Марьяна растерянно взглянула на мать, ища поддержки, но та
снова смотрела на портрет мужа, больше ничего не видя, губы ее дрожали – то ли
от сдерживаемых слез, то ли от мечтательной полуулыбки… нет, поддержки и помощи
у нее больше искать не стоит, надо рассчитывать только на себя!
– Так согласна? – тихо спросил Виктор.
Марьяна неуверенно кивнула, но тут подала голос Ирина
Cергеевна, бросившая из потусторонних далей последний взор на мирские проблемы:
– Надеюсь, у Марьяны будет отдельная комната?
Виктор вытаращил глаза, а потом вдруг зашелся мелким
хохотом, словно Ирина Сергеевна Бог весть как удачно пошутила:
– Комната?! Да конечно же! Отдельная комната! Да хоть пять!
И напрасно Марьяна с матерью решили, что Виктор шутит.

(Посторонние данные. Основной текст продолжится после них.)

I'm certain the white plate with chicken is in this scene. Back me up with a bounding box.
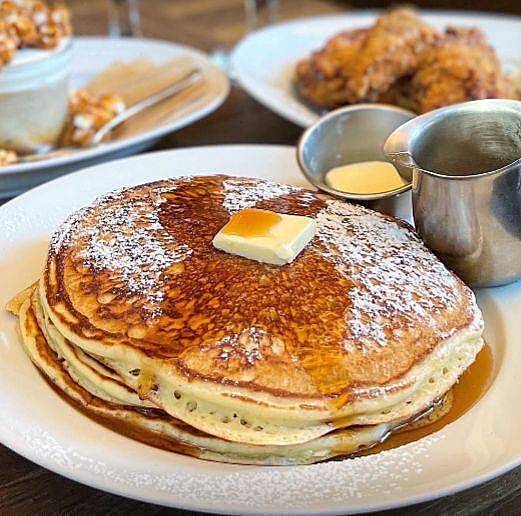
[232,8,521,127]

Комнат в ее распоряжении оказалось именно пять: спальня, кабинет с отлично
подобранной библиотекой, где она должна была готовиться к занятиям со своим
воспитанником, потом Санькина спальня, игровая комната и еще не совсем
подготовленная классная. Вдобавок отдельные, только для них с Санькой, ванная и
туалет. Все это было оклеено английскими обоями, обставлено итальянской мебелью
– ну и так далее. После первого шока Марьяна очень быстро освоилась во всем
этом великолепии, однако проводить время с Санькой предпочитала в саду или в
собственно детской – игровой комнате: не сидеть за столом, долбя английский, а
непринужденно учить восприимчивого, как зеркало, мальчишку, запуская змея, или
толкая вагончики игрушечной железной дороги, или устраивая автогонки, или
разворачивая грандиозные баталии между пластмассовыми армиями, или разыгрывая
представления со множеством кукол и зверей, которые обитали в этой грандиозной,
невиданной детской.
«Hеужели я тут живу?» – это восторженное недоумение
преследовало ее теперь постоянно. Здесь как бы обитала большая дружная семья:
Виктор с женой и сыном, Надежда, Марьяна, Женька, горничная Сталина и повариха
Ирочка – та самая Женькина пассия. Существовала еще сменная охрана, однако
Марьяна ее почти не замечала. Новое положение каменной стеной отгородило ее не
только от этих молчаливых, как забор, и столь же непроницаемых людей, но и от
безденежья, очередей, тоскливых взглядов нищих старух, нервотрепки в школе – от
ненависти ко дню сегодняшнему и страха перед завтрашним. А главное – помогало
забыть прошлое!
Строго говоря, одного человека из прошлого она все же видела
каждый день. Нет, не Виктора. А его жену.